En Chine, la course à l’apparence parfaite commence souvent avant même l’âge adulte. À seulement 14 ans, Abby Wu franchissait pour la première fois les portes d’un bloc opératoire, poussée par sa mère avec ces mots : «Sois courageuse et entre», «Tu seras jolie quand tu sortiras»… Deux décennies plus tard, l’influenceuse chinoise, aujourd’hui âgée de 35 ans, revendique plus de 100 opérations de chirurgie esthétique, raconte Le Parisien. 

«Je ne crois pas que j’arrêterai un jour de vouloir être plus belle», a-t-elle confié à la BBC, soulignant une dynamique sans fin. Sa trajectoire est emblématique d’une obsession croissante pour l’amélioration permanente de l’apparence. Car l’industrie de la chirurgie esthétique en Chine connaît une croissance vertigineuse, souligne notre confrère. 

Chaque année, près de 20 millions de personnes franchissent le cap d’une intervention, dont 80% sont des femmes âgées en moyenne de 25 ans. Cette demande massive a entraîné l’ouverture rapide de cliniques spécialisées, y compris de nombreux établissements non agréés.

CHIRURGIE ESTHÉTIQUE
La rhinoplastie ratée de Gao Liu.

Le revers de cette expansion s’est illustré en 2021 par le témoignage choc de l’actrice Gao Liu.
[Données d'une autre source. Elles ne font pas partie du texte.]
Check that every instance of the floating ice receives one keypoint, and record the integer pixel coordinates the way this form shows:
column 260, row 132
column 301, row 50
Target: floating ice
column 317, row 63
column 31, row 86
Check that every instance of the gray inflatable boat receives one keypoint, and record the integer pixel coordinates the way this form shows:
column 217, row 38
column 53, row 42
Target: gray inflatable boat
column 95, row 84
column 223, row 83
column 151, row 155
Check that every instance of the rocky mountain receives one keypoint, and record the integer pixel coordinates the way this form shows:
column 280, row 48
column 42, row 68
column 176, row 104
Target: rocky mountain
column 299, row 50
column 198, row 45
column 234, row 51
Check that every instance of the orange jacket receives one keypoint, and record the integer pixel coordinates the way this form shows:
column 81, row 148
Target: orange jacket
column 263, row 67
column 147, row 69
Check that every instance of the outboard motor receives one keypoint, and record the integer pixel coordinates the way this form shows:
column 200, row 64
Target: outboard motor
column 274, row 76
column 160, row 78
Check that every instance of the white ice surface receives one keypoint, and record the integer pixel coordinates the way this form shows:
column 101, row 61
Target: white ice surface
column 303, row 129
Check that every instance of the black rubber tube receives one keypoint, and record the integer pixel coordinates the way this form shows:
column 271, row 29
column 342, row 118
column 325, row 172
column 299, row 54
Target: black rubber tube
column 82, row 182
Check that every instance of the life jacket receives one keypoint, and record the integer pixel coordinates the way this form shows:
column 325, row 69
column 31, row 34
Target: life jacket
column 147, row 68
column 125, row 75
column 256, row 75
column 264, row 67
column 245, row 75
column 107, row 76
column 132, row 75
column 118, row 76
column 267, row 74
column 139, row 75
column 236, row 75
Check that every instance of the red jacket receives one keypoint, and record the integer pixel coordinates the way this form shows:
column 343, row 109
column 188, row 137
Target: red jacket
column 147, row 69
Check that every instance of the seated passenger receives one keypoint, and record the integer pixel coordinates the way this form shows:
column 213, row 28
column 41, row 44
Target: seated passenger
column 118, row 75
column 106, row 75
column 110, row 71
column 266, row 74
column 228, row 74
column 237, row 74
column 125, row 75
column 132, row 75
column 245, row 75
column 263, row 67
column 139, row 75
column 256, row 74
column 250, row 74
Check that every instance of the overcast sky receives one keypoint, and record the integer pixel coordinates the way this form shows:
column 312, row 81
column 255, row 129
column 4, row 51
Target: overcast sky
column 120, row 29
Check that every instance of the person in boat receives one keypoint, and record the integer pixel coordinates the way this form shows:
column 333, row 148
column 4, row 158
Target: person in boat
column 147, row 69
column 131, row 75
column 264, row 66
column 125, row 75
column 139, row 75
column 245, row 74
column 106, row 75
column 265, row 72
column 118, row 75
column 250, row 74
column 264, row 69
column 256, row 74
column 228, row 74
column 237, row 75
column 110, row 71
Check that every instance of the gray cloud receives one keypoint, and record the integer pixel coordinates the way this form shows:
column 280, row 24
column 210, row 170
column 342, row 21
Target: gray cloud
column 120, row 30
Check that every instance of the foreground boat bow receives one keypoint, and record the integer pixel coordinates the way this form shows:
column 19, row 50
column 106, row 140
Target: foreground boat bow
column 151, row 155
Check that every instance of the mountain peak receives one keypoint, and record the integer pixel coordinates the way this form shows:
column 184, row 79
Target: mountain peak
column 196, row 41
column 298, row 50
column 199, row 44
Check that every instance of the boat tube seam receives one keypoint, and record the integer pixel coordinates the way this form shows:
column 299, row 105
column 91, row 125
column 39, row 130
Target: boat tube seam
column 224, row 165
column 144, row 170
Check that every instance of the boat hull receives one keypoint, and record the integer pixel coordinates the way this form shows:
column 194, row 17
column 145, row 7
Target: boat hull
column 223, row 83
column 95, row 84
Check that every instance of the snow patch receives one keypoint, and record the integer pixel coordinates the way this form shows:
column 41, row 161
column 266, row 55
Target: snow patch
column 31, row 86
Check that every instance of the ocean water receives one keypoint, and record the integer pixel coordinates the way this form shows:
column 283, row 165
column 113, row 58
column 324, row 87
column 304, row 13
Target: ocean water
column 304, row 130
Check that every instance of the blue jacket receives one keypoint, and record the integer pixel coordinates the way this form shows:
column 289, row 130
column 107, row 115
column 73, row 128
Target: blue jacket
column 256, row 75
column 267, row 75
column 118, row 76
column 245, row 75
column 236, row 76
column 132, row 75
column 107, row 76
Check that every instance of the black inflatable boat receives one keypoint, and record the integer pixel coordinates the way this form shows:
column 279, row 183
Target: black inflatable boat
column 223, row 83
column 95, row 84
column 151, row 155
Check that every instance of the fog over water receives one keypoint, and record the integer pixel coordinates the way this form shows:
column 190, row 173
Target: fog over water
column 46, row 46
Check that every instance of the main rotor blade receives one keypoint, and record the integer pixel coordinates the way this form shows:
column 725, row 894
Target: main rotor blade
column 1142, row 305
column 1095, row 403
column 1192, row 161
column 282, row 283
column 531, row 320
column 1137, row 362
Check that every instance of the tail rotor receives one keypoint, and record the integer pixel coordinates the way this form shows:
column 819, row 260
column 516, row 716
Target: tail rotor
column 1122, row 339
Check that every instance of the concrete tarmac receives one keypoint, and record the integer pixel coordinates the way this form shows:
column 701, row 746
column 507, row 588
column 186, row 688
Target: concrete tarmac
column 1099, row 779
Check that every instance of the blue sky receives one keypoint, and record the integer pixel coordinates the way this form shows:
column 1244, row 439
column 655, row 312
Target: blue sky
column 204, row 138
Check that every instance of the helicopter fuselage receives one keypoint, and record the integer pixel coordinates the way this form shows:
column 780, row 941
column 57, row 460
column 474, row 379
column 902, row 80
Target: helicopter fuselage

Après une rhinoplastie ratée, elle avait publié sur Weibo des photos de son nez nécrosé, devenues virales. Un rappel brutal des risques associés à un secteur en pleine effervescence mais encore insuffisamment encadré.

Les réseaux sociaux dictent les standards

Dans cette ruée vers l’apparence idéale, les réseaux sociaux jouent un rôle déterminant. Les jeunes Chinoises sont de plus en plus nombreuses à chercher à ressembler aux personnages de dessins animés, avec de grands yeux et un visage affiné, dans une quête standardisée de beauté, poursuit Le Parisien. 

Des influenceuses, souvent en partenariat avec des cliniques esthétiques, promettent à leurs abonnées de les rendre «belles», amplifiant encore la pression. Certaines applications comme SoYoung et GengMei poussent la logique plus loin : en détectant automatiquement les «imperfections faciales» grâce à des algorithmes, elles recommandent aux utilisateurs des interventions chirurgicales à réaliser dans les cliniques partenaires.

Chaque année, près de 20 millions de personnes franchissent le cap d’une intervention esthétique en Chine. 

Les standards irréalistes véhiculés par les réseaux sociaux poussent toujours plus de 18-34 ans à recourir aux interventions. En France, cette tranche d’âge est devenue, dès 2019, la deuxième population ayant le plus recours à la chirurgie esthétique. Mais face à l’explosion de la demande, les États peinent à encadrer ce marché. Le Royaume-Uni a récemment interdit les publicités pour la chirurgie du «Brazilian Butt Lift», omniprésentes sur les plateformes, rappelle Le Parisien, mais de nombreuses pratiques promotionnelles échappent encore à toute régulation.